We put up a cheap plastic nativity this year for Christmas. I have no idea where it came from or how it made its way into the massive Christmas box up in the attic that survived the trip from Pittsburgh to our new house, but by some Christmas miracle it did. Shortly after the nativity scene made its appearance my nearly two year old son, Samuel, decided that baby Jesus would become his traveling companion. Samuel is an only child, and in hindsight this should have been a sign to my wife and I that we need to have another baby quickly or get him some regular playdates with toddlers his own age.
The shepherds and sheep and mother Mary herself from the nativity set spent most of their existence strewn across the living room floor or hiding underneath the ottoman, but not baby Jesus. Samuel would carry Jesus around and talk to him. He couldn’t pronounce Jesus correctly so it sounded more like Jissus. Jissus joined us for meals, and we covered him with blankets so he could take naps. Baby Jissus got hugs and kisses when he was sad and got rocked to sleep when he was tired. Jissus pretty much became a miniature member of the family.

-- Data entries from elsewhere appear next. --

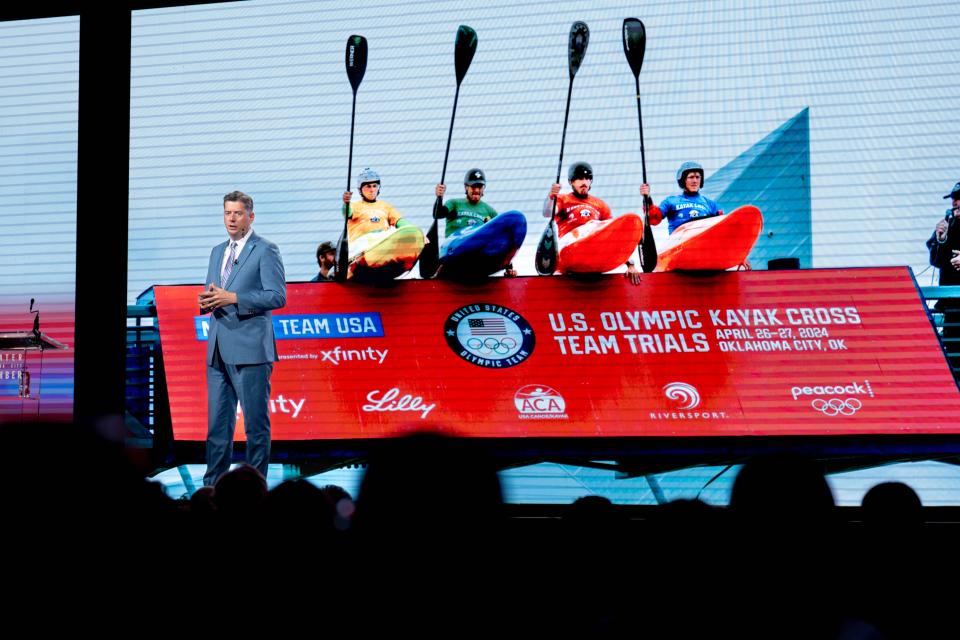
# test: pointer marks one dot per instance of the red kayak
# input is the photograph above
(597, 247)
(712, 244)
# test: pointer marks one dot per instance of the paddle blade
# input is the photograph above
(579, 37)
(546, 259)
(634, 43)
(464, 48)
(356, 56)
(648, 246)
(430, 256)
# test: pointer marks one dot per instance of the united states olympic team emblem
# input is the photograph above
(489, 335)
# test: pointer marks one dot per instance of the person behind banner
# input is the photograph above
(944, 248)
(579, 207)
(327, 261)
(369, 215)
(686, 206)
(461, 213)
(245, 283)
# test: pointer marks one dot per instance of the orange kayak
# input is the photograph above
(597, 247)
(712, 244)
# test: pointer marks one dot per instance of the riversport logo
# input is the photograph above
(685, 395)
(489, 335)
(686, 400)
(537, 401)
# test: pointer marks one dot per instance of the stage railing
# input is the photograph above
(938, 298)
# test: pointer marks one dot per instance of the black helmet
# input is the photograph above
(580, 170)
(475, 176)
(686, 168)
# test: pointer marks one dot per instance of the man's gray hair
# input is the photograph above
(239, 196)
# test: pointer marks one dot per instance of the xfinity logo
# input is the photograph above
(852, 389)
(280, 404)
(337, 355)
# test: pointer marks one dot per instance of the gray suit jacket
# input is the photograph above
(244, 331)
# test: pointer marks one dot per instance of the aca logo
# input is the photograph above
(685, 395)
(537, 401)
(490, 336)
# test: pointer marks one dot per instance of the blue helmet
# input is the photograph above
(475, 176)
(686, 168)
(367, 175)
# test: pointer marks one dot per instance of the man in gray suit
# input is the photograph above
(245, 280)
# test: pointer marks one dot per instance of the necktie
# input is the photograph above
(227, 268)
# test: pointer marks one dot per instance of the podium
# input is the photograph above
(28, 341)
(24, 341)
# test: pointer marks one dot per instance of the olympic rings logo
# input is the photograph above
(491, 346)
(836, 406)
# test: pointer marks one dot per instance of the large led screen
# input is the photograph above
(39, 72)
(838, 120)
(821, 352)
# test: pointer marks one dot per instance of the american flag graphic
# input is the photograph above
(487, 326)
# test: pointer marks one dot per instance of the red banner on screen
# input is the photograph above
(809, 352)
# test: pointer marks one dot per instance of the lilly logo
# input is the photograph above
(686, 395)
(539, 401)
(393, 401)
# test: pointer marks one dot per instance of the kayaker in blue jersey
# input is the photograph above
(689, 205)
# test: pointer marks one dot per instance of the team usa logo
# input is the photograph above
(537, 401)
(489, 335)
(685, 395)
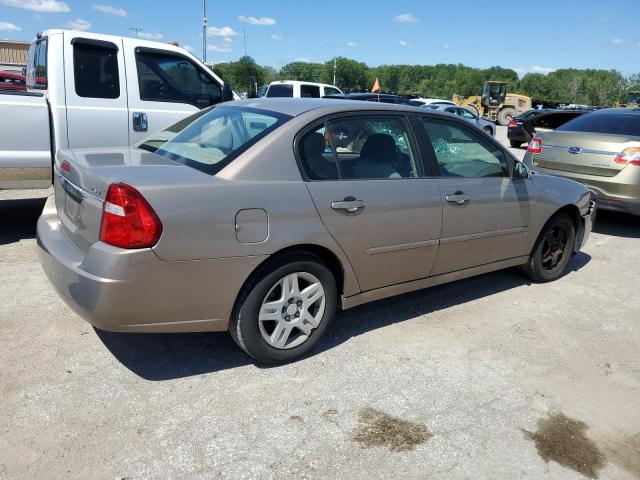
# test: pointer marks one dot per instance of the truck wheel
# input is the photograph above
(472, 109)
(505, 116)
(285, 308)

As I started packing the nativity scene the other day I was struck by a thought as I held baby Jissus in the palm of my hand. This plastic Jesus was so much more alive to Samuel than the real Jesus often feels to me. Samuel’s tenderness and love for shabby plastic Jissus so often outstrip my own love and care for Jesus. Samuel wanted to Jissus to be with him all the time. He wanted to share his life with Jissus. He wanted to give him the best of what he had and share the things that brought him joy.
I look at my life and I see how often I content myself with doing my own thing rather than inviting Jesus into my regular rhythms of eating and sleeping and playing. It is not unusual for Jesus to get the worst of me. He gets the half-asleep version of me that just rolled out of bed, or the exhausted me that has spent all of my mental and emotional energy at work or chasing Samuel around and around the house. By the time Jesus gets my attention, he seems to have shrunk to be little more than a shabby plastic Jesus who doesn’t hear me.

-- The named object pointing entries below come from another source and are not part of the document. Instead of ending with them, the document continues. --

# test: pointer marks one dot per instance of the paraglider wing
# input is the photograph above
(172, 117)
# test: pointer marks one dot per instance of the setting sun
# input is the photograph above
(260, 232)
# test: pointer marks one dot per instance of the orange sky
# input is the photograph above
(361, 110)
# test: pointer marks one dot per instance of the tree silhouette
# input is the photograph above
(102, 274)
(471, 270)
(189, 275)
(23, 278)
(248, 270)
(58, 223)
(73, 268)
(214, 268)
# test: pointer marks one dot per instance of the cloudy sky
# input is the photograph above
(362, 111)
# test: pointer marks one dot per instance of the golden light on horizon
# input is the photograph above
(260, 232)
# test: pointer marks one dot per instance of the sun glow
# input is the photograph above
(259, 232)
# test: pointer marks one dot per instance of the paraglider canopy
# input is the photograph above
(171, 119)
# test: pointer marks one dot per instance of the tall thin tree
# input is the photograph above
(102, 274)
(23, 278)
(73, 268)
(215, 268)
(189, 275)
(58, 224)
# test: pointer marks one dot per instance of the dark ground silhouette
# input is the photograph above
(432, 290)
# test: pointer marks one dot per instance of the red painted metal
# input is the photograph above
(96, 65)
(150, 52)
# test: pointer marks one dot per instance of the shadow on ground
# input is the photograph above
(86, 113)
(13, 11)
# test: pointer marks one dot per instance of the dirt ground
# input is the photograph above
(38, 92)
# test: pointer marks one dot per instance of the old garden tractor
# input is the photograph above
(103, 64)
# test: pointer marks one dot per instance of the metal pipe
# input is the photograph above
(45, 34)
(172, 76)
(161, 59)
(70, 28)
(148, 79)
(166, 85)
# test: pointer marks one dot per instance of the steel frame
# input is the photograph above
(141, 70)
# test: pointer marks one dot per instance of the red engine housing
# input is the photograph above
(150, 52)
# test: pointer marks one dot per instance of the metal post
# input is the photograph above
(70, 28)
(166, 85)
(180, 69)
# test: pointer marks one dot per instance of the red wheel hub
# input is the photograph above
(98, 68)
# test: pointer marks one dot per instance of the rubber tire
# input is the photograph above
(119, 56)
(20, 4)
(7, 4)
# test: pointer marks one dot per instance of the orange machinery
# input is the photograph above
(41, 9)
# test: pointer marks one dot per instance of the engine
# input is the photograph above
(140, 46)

Before the nativity could be put away Samuel spied it on the kitchen counter, and threw a fit. He was not about to see baby Jissus go back into that box without a full fledged tempter tantrum. Once again Joseph and the wiremen and the oxen are laying prostrate on the rug and it seems that Jissus will be with us all year, which as I see it is probably not such a bad thing. I realize that what I need in my life is a little more of Samuel’s Jissus and a little less of Simeon’s Jesus.